Provocative War Games in Sea of Japan and Yellow Sea: US, S.Korea to Hold Joint Military Exercises
SEOUL — The United States said Thursday it will likely hold joint exercises with South Korea in the Yellow Sea in the near future, raising tensions with North Korea ahead of key military talks with Pyongyang.
North Korea’s military is scheduled to hold the talks Thursday with the United Nations Command, the first since the sinking of a South Korean warship, after postponing the meeting from Tuesday for “administrative reasons.”
The talks are scheduled to be held at 10:00 am (0100 GMT) at the border village of Panmunjom, according to a statement Wednesday from the UN Command, which monitors the Korean War armistice.
Only hours before the meeting is due to start, the Pentagon said that the US intended to hold joint military exercises with South Korea, a move likely to anger North Korea and despite objections from China, the North’s main ally.
Pentagon spokesman Geoff Morrell said Defense Secretary Robert Gates and Secretary of State Hillary Clinton will meet their counterparts in Seoul on July 21 to “discuss and likely approve a proposed series of USD/ROK combined military exercises.”
These exercise will include “new naval and air exercises in both the Sea of Japan and the Yellow Sea,” Morrell said.
The war games will involve a wide range of assets and are expected to be initiated in the near future,” he said.
The announcement comes after China warned against the joint exercises near its waters, and urged the two allies to not add to tensions with North Korea.
Morrell, however, dismissed China’s criticism, insisting the drills are “a matter of our ability to exercise in the open seas, in international waters.
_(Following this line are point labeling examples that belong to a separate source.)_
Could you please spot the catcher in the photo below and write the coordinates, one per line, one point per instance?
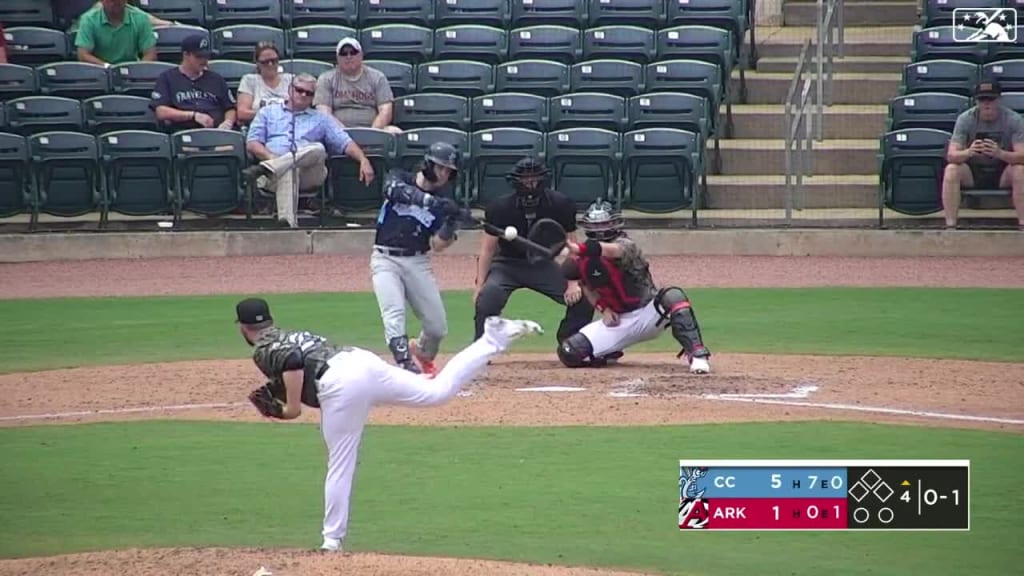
(615, 278)
(344, 382)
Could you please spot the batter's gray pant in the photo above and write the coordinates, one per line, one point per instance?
(400, 279)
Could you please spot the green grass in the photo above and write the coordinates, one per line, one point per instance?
(570, 495)
(944, 323)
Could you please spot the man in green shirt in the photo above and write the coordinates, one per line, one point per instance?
(115, 33)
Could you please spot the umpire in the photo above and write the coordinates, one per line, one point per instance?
(502, 266)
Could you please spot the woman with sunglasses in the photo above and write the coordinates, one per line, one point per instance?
(266, 85)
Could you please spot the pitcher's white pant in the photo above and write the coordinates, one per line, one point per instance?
(358, 379)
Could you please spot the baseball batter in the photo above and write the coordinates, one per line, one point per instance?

Those determinations are made by us, and us alone.”
The exercises would be defensive in nature but “will send a clear message of deterrence to North Korea,” Morrell said.
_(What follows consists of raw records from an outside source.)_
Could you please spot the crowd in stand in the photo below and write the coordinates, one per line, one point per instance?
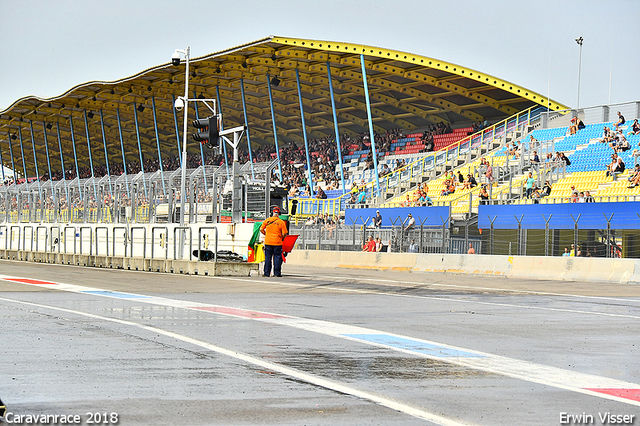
(323, 158)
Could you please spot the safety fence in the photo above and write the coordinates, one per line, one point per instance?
(145, 242)
(143, 198)
(397, 238)
(426, 165)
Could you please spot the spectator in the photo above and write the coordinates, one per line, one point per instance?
(529, 184)
(576, 124)
(565, 159)
(320, 194)
(535, 160)
(379, 244)
(620, 121)
(484, 195)
(377, 220)
(362, 197)
(369, 245)
(634, 177)
(622, 144)
(410, 223)
(617, 169)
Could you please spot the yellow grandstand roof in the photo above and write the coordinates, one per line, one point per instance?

“Where we exercise, when we exercise, with whom and how, using what assets and so forth, are determinations that are made by the United States Navy, by the Department of Defense, by the United States government,” Morrell added.
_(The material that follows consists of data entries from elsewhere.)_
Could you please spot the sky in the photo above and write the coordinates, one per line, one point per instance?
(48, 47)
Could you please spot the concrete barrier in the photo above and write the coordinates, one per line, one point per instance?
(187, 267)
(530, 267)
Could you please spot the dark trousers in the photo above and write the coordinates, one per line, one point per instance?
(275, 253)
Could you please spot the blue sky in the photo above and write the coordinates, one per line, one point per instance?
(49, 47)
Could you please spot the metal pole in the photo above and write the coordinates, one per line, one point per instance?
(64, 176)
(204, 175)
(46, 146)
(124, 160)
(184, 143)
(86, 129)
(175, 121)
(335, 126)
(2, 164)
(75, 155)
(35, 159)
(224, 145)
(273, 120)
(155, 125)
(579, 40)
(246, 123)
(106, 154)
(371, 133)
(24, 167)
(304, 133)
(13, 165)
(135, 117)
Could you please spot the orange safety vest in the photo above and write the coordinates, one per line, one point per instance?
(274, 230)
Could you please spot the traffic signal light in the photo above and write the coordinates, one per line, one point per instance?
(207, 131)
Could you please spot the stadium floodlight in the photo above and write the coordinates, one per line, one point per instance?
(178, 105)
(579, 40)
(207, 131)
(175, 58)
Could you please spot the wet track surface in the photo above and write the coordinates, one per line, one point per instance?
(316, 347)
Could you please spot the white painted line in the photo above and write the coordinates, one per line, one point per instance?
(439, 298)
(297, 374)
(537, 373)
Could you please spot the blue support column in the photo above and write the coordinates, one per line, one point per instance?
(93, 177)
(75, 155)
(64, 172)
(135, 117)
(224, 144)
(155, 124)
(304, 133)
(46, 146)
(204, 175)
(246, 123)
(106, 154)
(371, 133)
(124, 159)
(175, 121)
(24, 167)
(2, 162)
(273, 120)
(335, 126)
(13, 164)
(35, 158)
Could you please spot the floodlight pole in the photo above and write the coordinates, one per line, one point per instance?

Earlier this month South Korea confirmed it would stage a naval exercise with the United States in the Yellow Sea, to deter North Korean’s “illegal provocation,” with defense ministry spokesman Won Tae-Jae again slamming the sinking of the South Korean warship, the Cheonan.
The South, backed up by the findings of a multinational investigation, accuses the North of torpedoing the Cheonan in March with the loss of 46 lives. Pyongyang denies the charge.
The North previously refused to hold discussions with the US-led UN Command over the sinking of the Cheonan, calling for talks only with South Korea, but it shifted its stance last Friday.
Thursday’s talks, between colonels, are intended to make arrangements for a later meeting at general-level.
After the North agreed last week to the talks, the UN Security Council issued a statement which condemned the attack but did not apportion blame — a result hailed by the North as a “great diplomatic victory”.
The statement was watered down under pressure from Pyongyang’s ally China.
In the wake of the UN statement, the North also reiterated its conditional willingness to return to stalled six-party nuclear disarmament negotiations.
But it also threatened “strong physical retaliation” if South Korea and the United States persist in “demonstration of forces and sanctions”.
Some analysts believe the North’s navy sank the corvette in revenge for damage it suffered in a firefight last November near the disputed sea border.
Analysts at a Seoul seminar did not specify who was to blame for the sinking, but said the North may also become more belligerent as it prepares for a power transfer from leader Kim Jong-Il to his youngest son Jong-Un.
David Kang, professor at the University of Southern California, said the new leadership could mean a “more belligerent North Korea that is less willing to negotiate with the outside”.